Indeed, the RFC says so directly:

   CBOR was inspired by MessagePack.  MessagePack was developed and
   promoted by Sadayuki Furuhashi ("frsyuki").  This reference to
   MessagePack is solely for attribution; CBOR is not intended as a
   version of or replacement for MessagePack, as it has different design
   goals and requirements.
I fail to see what is wrong with having both CBOR and MessagePack, or with trying to bring a MessagePack-like thing to the IETF, if MessagePack's design (lack of extension points, etc.) was problematic for enabling future applications.

Also: CBOR is not one person. The CBOR working group, and the IETF in general, put forward the spec. If you object to how the process went down, your quarrel likely lies with IETF, not any individual.


CBOR isn't merely _inspired_ by MessagePack. cbor-ruby forked a Ruby MessagePack implementation. Its format is conceptually and fundamentally the same.

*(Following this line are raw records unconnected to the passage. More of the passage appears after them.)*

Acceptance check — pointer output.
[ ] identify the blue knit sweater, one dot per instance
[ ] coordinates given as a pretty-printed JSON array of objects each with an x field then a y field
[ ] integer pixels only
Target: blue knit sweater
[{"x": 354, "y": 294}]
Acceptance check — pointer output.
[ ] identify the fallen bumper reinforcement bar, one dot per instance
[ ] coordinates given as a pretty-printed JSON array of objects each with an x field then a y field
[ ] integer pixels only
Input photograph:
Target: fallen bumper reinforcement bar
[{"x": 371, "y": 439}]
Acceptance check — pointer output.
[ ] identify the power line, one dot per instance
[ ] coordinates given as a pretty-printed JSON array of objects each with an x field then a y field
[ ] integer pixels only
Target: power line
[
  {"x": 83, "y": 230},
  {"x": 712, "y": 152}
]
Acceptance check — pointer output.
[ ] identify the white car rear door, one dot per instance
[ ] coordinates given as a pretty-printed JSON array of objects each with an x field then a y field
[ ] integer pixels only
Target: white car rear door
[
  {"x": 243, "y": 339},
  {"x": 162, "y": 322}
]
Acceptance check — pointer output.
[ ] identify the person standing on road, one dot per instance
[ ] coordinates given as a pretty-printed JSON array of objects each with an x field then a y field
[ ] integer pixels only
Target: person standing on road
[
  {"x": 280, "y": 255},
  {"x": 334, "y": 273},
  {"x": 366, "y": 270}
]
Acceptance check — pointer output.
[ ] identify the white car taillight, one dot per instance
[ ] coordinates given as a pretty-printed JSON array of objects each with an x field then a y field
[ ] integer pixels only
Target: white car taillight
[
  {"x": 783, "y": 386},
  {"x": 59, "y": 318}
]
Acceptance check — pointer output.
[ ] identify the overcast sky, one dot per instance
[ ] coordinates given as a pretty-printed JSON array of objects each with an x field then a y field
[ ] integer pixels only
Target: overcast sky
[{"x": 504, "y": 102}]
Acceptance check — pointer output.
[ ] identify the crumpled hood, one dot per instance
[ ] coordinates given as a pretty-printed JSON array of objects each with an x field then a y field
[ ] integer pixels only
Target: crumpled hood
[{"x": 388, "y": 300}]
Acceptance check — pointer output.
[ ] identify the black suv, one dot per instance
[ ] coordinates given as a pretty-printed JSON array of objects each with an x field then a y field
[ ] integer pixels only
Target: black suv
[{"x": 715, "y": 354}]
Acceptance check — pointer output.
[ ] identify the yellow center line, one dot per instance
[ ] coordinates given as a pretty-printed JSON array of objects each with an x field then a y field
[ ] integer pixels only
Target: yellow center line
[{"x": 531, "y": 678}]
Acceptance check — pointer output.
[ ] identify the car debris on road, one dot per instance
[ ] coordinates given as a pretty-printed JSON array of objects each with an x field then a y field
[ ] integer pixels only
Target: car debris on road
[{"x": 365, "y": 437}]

As for the rest of the process, that HN post I linked to has a basket of links at the end which are a good summary of what happened. I still (as I wrote before) won't characterize events, I think people should make up their own mind about it. But I think it's not biasing to reiterate:

> At least cbor-ruby started with the MessagePack sources. The story is that Carsten took MessagePack, wrote a standard and added some things he wanted, and called it something else.


In your opinion, what's the value of MessagePack? I worked with it when writing some Fluentd tools, and it was neat, but I didn't love it enough to switch from JSON on other projects. Maybe there's a killer feature I didn't know I need?


At my work we recently went through a large exercise to decide on a common data storage format. The contenders were JSON, MessagePack, and Avro. MessagePack won because:

- Msgpack serialization and deserialization is very fast in many languages - often 100x faster then JSON

- Msgpack natively supports encoding binary data

- Msgpack has type extensions, making it trivial to represent common types in an efficient way (eg. IPv4 address, timestamps)

- Msgpack has good libraries available in many languages

If you do not care about those things (no binary data, no need for extended types, not performance critical) then JSON is just fine.


I'm curious why didn't you consider FlatBuffers as well.


FlatBuffers are not self-describing.

FlatBuffers, Protobuf, Cap'n Proto, etc., all require an external schema configuration that you compile into a code chunk that you include into your program. Without this it is impossible to make sense of the data. In our case, the data is semi-structured and changes frequently. The prospect of maintaining a schema registry for all the data users and keeping everyone up to date and backwards compatible is enough of a burden that it was excluded.

Avro also uses schemas, but since the schema is embedded in the file it is self-describing so the reader does not need to do anything special to interpret the data. But Avro's C library is buggy and the python deserialization performance was terrible, so Avro was not selected.


In recent benchmarks I ran for a project, the performance of MessagePack blew JSON out the water. Obviously, it may differ in your case, but generally, MessagePack is designed to be machine readable and easy to parse, so performance with generally be better. Message sizes are generally better too.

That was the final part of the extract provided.